The Global Initiative for Obstructive Lung Disease, GOLD, has set out to raise clinical interest in the diagnosis and management of chronic obstructive pulmonary disease across the world [ 1 ] with the aim "to improve prevention and treatment of this lung disease". The GOLD organisation is a committee of leaders in the field which is sponsored by 14 pharmaceutical companies with an interest in this area of medical practice. It was set up in 1997 with the collaboration of the National Heart, Lung, and Blood Institute, National Institutes of Health, USA, and the World Health Organization.
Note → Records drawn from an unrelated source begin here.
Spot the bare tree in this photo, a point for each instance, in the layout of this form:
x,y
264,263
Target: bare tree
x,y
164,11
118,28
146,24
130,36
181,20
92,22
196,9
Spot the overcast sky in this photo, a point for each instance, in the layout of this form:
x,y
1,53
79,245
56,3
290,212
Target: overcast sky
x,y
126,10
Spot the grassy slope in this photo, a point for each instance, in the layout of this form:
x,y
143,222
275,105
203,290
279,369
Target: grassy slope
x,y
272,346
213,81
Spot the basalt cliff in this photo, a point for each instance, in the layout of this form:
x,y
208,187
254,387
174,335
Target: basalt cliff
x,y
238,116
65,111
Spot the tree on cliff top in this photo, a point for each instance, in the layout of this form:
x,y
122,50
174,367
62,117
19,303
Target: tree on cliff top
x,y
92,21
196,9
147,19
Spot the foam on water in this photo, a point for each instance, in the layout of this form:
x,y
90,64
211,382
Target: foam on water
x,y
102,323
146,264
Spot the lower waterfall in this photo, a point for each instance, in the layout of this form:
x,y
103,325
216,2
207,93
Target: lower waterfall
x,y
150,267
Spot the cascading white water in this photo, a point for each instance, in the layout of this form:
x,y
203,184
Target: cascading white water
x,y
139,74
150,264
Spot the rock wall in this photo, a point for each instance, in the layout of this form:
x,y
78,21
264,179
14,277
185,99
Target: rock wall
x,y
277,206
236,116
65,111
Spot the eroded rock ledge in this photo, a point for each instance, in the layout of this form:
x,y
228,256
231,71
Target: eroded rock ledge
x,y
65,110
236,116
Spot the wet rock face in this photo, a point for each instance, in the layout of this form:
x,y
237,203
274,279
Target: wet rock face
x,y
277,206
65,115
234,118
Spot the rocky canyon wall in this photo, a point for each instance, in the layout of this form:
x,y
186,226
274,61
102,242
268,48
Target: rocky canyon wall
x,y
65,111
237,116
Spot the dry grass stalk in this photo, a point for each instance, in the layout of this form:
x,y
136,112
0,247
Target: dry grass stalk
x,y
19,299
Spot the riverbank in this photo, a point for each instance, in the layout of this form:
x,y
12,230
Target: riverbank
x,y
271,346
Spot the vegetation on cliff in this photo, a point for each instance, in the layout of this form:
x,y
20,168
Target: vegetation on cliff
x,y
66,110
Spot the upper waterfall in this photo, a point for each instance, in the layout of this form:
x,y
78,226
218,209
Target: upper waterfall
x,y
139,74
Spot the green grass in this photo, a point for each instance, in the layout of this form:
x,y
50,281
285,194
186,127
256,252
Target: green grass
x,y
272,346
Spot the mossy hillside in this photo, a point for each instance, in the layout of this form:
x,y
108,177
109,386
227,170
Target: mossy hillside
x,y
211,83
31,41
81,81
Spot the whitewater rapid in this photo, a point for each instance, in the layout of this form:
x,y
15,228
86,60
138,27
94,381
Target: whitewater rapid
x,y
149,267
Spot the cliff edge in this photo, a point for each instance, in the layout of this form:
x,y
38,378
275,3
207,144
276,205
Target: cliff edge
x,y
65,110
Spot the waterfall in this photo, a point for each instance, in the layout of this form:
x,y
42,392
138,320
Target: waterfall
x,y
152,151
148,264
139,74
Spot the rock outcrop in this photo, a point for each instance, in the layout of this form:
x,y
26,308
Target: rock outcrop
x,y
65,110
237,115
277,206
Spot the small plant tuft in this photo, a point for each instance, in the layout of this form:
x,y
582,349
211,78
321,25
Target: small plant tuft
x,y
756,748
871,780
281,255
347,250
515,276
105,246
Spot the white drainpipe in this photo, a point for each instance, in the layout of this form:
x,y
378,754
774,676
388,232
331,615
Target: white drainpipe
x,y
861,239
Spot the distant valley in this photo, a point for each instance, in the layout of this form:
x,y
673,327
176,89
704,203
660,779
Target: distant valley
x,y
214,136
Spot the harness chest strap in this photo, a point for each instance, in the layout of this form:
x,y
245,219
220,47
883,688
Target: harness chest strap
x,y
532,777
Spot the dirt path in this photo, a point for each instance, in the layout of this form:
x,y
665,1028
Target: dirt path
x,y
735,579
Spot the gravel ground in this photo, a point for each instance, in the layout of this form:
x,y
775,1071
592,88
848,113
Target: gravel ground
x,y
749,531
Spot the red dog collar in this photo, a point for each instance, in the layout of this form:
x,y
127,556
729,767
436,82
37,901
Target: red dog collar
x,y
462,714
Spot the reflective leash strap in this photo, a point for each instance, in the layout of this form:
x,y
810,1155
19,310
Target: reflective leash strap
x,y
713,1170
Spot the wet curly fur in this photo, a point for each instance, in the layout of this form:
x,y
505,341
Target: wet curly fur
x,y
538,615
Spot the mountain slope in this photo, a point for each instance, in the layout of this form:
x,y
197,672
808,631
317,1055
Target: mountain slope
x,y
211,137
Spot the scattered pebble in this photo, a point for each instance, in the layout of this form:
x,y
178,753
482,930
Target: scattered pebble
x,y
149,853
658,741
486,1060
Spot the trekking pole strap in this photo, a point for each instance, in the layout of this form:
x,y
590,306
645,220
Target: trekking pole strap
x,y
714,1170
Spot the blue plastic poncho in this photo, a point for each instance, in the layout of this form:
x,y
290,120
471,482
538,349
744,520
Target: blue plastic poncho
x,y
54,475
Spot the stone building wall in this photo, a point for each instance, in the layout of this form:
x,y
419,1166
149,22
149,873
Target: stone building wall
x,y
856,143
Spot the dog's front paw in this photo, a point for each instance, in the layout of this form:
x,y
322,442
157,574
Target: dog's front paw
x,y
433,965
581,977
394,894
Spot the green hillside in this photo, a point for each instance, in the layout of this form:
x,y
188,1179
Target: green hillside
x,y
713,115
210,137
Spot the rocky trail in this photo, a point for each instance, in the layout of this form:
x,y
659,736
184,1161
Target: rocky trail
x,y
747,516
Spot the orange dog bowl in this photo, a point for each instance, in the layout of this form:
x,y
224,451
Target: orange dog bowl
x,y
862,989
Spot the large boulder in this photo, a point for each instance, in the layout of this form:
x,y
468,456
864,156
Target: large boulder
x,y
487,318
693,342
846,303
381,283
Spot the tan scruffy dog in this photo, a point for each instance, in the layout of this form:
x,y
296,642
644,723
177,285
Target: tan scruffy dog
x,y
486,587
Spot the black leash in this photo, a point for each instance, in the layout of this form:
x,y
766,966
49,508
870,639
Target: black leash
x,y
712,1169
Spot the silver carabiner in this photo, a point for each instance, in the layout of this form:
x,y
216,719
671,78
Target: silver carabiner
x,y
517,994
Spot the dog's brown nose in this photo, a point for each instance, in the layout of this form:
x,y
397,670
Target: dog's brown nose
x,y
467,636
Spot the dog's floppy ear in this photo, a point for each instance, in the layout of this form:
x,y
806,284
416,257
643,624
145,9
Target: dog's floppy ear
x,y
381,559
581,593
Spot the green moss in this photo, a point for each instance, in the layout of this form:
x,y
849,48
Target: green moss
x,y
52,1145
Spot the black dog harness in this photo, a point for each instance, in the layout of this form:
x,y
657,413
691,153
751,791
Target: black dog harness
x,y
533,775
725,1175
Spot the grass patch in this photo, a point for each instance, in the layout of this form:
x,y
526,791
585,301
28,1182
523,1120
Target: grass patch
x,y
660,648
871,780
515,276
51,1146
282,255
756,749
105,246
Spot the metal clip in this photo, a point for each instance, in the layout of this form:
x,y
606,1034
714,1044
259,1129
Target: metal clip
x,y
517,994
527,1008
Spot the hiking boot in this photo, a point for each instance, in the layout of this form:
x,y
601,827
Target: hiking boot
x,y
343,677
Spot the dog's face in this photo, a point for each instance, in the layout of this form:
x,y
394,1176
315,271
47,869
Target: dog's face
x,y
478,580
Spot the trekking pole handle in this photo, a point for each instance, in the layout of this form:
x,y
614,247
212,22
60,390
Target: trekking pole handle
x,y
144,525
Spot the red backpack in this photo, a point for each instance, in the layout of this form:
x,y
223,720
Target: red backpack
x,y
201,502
GOLD has arbitrarily defined COPD on clinical and physiological criteria that have been argued to be not based on scientific evidence [ 2 ]. The GOLD definition is that COPD should be considered in any patient with symptoms of cough, sputum production, or dyspnoea, and/or a history of exposure to risk factors for the disease. The diagnosis is confirmed by spirometry. GOLD state that a post bronchodilator FEV1 < 80% of the predicted value and an FEV1×100/FVC (FEV1%) of < 70% confirms the presence of airflow limitation that is not fully reversible.

The GOLD approach has been followed in the UK by the National Institute for Health and Clinical Excellence (NICE) setting out guidelines for the management of COPD [ 3 ] indicating that any patient over the age of 35 with a risk factor for COPD and presenting with exertional breathlessness, chronic cough, regular sputum production, frequent winter bronchitis or wheeze should have the diagnosis confirmed by spirometry.

Thus healthcare services are now being encouraged to make the diagnosis of this disease in the community.

There are two reasons to question the GOLD definition of airflow limitation. Firstly the use of percent of predicted values for FEV1 as a method for defining levels of abnormality of lung function is supported neither by the American Thoracic Society (ATS) nor by the European Respiratory Society (ERS) [ 4 ].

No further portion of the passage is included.